The Essence Of Love (3) To Understand... Read Count : 159

Category : Stories

Sub Category : Romance
Learning to accept myself was simply the beginning of my love journey. I've grown and matured alot as a person and I've reached a comfortable space of existing. I've begun to live life for myself and no longer care about the opinions of others and what they think of me. I've learned to do what makes me happy and if it doesn't fit in with conventional life, I'm ok with that. I've learned to distance myself from those people and situations that keep me stuck in a negative space.

I believe those closest to me fall into that category, so I stay away and continue to love them from a distance. They're not intentionally bringing me down, and I don't fault them for their misguided love and advice. It's the result of conditioning, upbringing and external indoctrination which has roots deeply embedded in their thinking and way of living. Like the saying goes: "You can never teach an old dog new tricks."
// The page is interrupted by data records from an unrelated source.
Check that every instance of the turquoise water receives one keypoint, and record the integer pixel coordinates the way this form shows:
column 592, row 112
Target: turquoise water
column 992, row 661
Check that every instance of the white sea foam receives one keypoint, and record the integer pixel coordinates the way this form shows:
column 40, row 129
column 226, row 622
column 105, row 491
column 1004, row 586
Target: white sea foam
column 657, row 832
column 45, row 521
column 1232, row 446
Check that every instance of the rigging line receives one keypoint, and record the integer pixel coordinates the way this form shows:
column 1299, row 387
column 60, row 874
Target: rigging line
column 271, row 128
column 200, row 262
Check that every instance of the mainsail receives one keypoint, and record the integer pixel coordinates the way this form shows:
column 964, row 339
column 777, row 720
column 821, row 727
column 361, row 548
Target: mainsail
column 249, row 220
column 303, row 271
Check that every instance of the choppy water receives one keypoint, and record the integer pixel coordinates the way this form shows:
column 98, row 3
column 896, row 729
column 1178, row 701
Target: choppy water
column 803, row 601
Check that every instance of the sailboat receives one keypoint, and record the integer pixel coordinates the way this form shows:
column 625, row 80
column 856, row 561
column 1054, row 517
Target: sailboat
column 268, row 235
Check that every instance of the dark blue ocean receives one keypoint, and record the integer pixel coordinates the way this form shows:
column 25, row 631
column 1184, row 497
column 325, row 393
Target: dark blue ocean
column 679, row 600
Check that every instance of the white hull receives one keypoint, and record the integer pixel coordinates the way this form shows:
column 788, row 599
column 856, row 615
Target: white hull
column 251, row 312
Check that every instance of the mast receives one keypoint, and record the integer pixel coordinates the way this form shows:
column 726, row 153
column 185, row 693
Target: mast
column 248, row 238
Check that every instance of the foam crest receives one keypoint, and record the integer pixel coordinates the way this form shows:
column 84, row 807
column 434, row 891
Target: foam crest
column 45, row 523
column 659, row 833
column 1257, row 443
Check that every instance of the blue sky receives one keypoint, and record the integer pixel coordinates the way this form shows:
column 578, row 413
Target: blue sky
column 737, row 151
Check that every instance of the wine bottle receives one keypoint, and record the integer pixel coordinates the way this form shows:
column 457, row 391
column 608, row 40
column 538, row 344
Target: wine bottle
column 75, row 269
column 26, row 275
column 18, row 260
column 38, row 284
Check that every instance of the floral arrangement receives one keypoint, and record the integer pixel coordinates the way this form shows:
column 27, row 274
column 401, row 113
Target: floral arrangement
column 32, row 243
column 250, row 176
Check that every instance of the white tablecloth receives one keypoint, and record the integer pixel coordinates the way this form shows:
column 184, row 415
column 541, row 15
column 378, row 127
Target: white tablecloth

I know I can't change them but I can change the way I react to them. The easiest thing for me is to keep my distance, visit when necessary and do my best not to let their negativity affect me. It works for me and I've found a way of keeping them in my life and yet, not allowing them to influence me the way they've always had the power to do. Power...Yes I've taken the power away from them and in doing that, they no longer control me the way they used to. 

All this growth and self discovery...And yet, something was missing. I couldn't quite put my finger on it. I was happy, I was living life the way I wanted to, no worries, no stress, no responsibilities, other than the ones I've given myself. But, still something felt off, like I still hadn't found the last piece to my masterpiece of a puzzle. But, it wasn't an obvious missing piece. It was a piece that wasn't easy to notice if you glanced at the entire puzzle. So you lean forward with a magnifying glass and a detectives eye and begin to examine the entire puzzle in absolute detail. 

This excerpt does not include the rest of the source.